Perhaps I should have been more verbose in my use of the term recycled as I was thinking of not only the reprocessing of the fuel rods but also the re-purposing of them in the fast breed reactors along with other things currently being developed that greatly reduce the "waste" from a nuclear plant and what IS left is nothing like what comes out of a current plant.
I read a great article on it here a few weeks ago:
http://www.world-nuclear.org/info/Nuclear-Fuel-Cycle/Fuel-Recycling/Processing-of-Used-Nuclear-Fuel/
Quote:
Used nuclear fuel has long been reprocessed to extract fissile materials for recycling and to reduce the volume of high-level wastes.
Recycling today is largely based on the conversion of fertile U-238 to fissile plutonium.
New reprocessing technologies are being developed to be deployed in conjunction with fast neutron reactors which will burn all long-lived actinides, including all uranium and plutonium.
A significant amount of plutonium recovered from used fuel is currently recycled into MOX fuel; a small amount of recovered uranium is recycled so far.
A key, nearly unique, characteristic of nuclear energy is that used fuel may be reprocessed to recover fissile and fertile materials in order to provide fresh fuel for existing and future nuclear power plants.
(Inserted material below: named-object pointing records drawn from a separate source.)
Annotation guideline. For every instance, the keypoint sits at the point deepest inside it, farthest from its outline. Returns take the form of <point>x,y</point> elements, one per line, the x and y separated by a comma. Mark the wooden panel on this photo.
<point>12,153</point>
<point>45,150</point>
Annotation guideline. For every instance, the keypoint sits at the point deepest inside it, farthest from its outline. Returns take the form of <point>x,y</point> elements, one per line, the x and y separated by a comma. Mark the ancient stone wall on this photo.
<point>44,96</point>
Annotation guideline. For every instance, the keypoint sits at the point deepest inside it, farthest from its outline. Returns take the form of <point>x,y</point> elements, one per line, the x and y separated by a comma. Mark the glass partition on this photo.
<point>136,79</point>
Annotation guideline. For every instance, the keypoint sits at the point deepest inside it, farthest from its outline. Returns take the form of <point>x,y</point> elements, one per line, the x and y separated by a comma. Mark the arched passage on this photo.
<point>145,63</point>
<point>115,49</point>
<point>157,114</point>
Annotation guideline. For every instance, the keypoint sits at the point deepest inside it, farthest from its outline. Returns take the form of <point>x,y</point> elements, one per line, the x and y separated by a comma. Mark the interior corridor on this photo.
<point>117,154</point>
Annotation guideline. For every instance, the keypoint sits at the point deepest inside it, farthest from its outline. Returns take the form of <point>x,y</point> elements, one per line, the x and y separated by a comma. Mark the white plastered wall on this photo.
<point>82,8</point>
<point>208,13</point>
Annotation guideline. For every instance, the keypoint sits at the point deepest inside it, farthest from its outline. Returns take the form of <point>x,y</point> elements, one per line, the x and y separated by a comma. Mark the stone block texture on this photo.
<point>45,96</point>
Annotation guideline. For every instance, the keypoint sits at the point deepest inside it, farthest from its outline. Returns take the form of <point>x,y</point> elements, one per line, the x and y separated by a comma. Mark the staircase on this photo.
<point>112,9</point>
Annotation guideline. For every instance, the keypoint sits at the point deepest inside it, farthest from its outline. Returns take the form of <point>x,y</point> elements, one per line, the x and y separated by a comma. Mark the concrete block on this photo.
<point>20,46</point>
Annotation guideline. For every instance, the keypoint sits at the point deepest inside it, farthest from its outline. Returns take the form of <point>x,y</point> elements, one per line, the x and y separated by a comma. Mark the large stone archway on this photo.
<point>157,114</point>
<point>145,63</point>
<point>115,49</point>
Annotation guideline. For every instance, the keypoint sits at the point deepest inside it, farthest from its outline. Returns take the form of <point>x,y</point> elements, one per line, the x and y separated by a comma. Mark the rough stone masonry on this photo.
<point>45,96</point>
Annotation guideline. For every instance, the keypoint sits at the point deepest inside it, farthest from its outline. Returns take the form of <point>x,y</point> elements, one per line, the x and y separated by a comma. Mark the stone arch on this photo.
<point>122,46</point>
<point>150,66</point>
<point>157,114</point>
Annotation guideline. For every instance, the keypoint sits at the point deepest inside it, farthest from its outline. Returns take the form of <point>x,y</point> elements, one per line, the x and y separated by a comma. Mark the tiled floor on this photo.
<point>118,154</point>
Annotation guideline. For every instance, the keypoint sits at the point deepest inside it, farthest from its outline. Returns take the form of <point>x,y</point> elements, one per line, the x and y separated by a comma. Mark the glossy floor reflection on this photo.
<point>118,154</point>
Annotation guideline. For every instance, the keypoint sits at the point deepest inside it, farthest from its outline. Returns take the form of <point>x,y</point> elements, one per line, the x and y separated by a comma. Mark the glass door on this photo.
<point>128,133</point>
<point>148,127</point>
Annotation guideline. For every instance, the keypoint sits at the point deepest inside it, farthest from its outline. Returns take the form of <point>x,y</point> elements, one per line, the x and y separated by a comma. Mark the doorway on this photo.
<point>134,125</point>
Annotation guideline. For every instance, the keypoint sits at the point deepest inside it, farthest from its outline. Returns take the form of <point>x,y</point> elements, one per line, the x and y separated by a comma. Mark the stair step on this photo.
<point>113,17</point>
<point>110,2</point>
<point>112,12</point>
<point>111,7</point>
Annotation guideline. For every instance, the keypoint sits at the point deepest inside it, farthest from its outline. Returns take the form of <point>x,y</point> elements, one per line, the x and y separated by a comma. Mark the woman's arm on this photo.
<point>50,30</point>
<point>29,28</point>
Several European countries, Russia and Japan have had a policy to reprocess used nuclear fuel, although government policies in many other countries have not yet come round to seeing used fuel as a resource rather than a waste.
Over the last 50 years the principal reason for reprocessing used fuel has been to recover unused plutonium, along with less immediately useful unused uranium, in the used fuel elements and thereby close the fuel cycle, gaining some 25% to 30% more energy from the original uranium in the process. This contributes to national energy security. A secondary reason is to reduce the volume of material to be disposed of as high-level waste to about one-fifth. In addition, the level of radioactivity in the waste from reprocessing is much smaller and after about 100 years falls much more rapidly than in used fuel itself.
These are all considerations based on current power reactors, but moving to fourth-generation fast neutron reactors in the late 2020s changes the outlook dramatically, and means that not only used fuel from today’s reactors but also the large stockpiles of depleted uranium (from enrichment plants, about 1.5 million tonnes in 2015) become a fuel source. Uranium mining will become much less significant.